O6-methylguanine DNA methyltransferase (MGMT) is a DNA repair protein, encoded by the MGMT gene. Its promoter region is made up of a cytosine-phosphate-guanine (CpG) island, which is a stretch of DNA containing 98 CpG sites within a region spanning approximately 1.2 kilobases around the transcription start site (1). This CpG island has been observed to be methylated in a variety of cancers, including glioblastoma, colorectal cancer, non-small cell lung cancer, pancreatic cancer, and others (24).

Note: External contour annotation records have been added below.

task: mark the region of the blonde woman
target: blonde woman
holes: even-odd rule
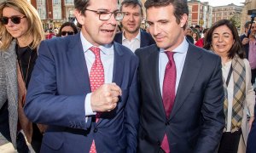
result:
[[[249,62],[244,58],[237,30],[230,20],[216,22],[205,40],[204,48],[212,50],[222,60],[226,122],[218,153],[245,153],[248,133],[254,120],[255,105]],[[247,111],[250,116],[248,124]]]
[[[27,120],[23,105],[37,48],[44,37],[40,18],[26,0],[6,0],[0,3],[0,144],[10,141],[18,152],[27,152],[23,129],[38,152],[42,133]]]

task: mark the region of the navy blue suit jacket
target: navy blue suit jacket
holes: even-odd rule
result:
[[[122,37],[123,37],[123,32],[117,33],[113,38],[113,41],[122,44]],[[154,43],[155,43],[155,42],[149,33],[141,31],[141,46],[140,46],[140,48],[150,46]]]
[[[113,82],[122,89],[117,107],[85,122],[84,99],[90,85],[80,34],[43,41],[30,81],[25,112],[49,125],[41,152],[136,152],[138,124],[138,59],[113,42]]]
[[[224,127],[220,58],[189,43],[183,72],[169,117],[159,81],[156,45],[138,48],[141,86],[138,152],[158,153],[165,133],[171,152],[213,153]]]

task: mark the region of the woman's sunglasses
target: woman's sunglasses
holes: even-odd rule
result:
[[[11,16],[11,17],[3,16],[0,18],[0,21],[3,25],[7,25],[9,23],[9,20],[10,19],[14,24],[18,25],[20,23],[20,20],[23,18],[26,18],[26,16]]]
[[[61,31],[61,36],[66,36],[67,33],[67,35],[73,35],[74,34],[73,31]]]

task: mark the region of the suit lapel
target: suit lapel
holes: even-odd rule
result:
[[[90,92],[90,86],[84,54],[80,40],[80,34],[77,34],[73,39],[70,39],[70,45],[67,50],[67,60],[70,65],[71,72],[76,74],[75,77],[81,90]]]
[[[155,98],[155,102],[158,105],[159,109],[160,110],[160,113],[162,116],[166,117],[166,110],[163,105],[162,96],[160,88],[160,81],[159,81],[159,48],[156,45],[154,45],[154,49],[150,51],[151,53],[148,59],[147,60],[148,63],[148,71],[149,74],[148,76],[148,82],[150,83],[149,87],[152,87],[152,94],[154,94],[153,97]]]
[[[198,77],[201,67],[201,51],[196,50],[196,48],[189,44],[170,119],[184,103]]]
[[[144,42],[147,41],[147,39],[145,38],[143,31],[141,31],[141,44],[140,44],[140,48],[143,48],[144,45]]]
[[[124,72],[124,65],[125,65],[125,56],[121,48],[119,48],[119,45],[117,45],[116,42],[113,42],[113,53],[114,53],[114,58],[113,58],[113,78],[112,82],[115,82],[119,87],[122,87],[123,82],[123,75]],[[97,122],[96,127],[100,127],[99,125],[101,123],[103,123],[105,122],[108,122],[108,120],[102,120],[102,118],[99,119]]]

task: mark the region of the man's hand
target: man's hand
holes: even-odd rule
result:
[[[242,45],[246,45],[248,42],[249,42],[249,38],[247,38],[247,37],[243,38],[241,41]]]
[[[91,93],[90,105],[92,110],[102,112],[113,110],[120,95],[122,95],[122,90],[115,83],[102,85]]]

Aberrant methylation of the promoter region of the MGMT gene is of particular interest in glioblastoma patients, as it is frequently described as the most relevant predictor of response to alkylating agents such as temozolomide (TMZ) (5). Most approaches to explore the biological role of MGMT have focused on analyzing the MGMT promoter region in cells from non-identical backgrounds, by means such as siRNA (6), enzymatic inhibition (7) as well as gene knock-out (8).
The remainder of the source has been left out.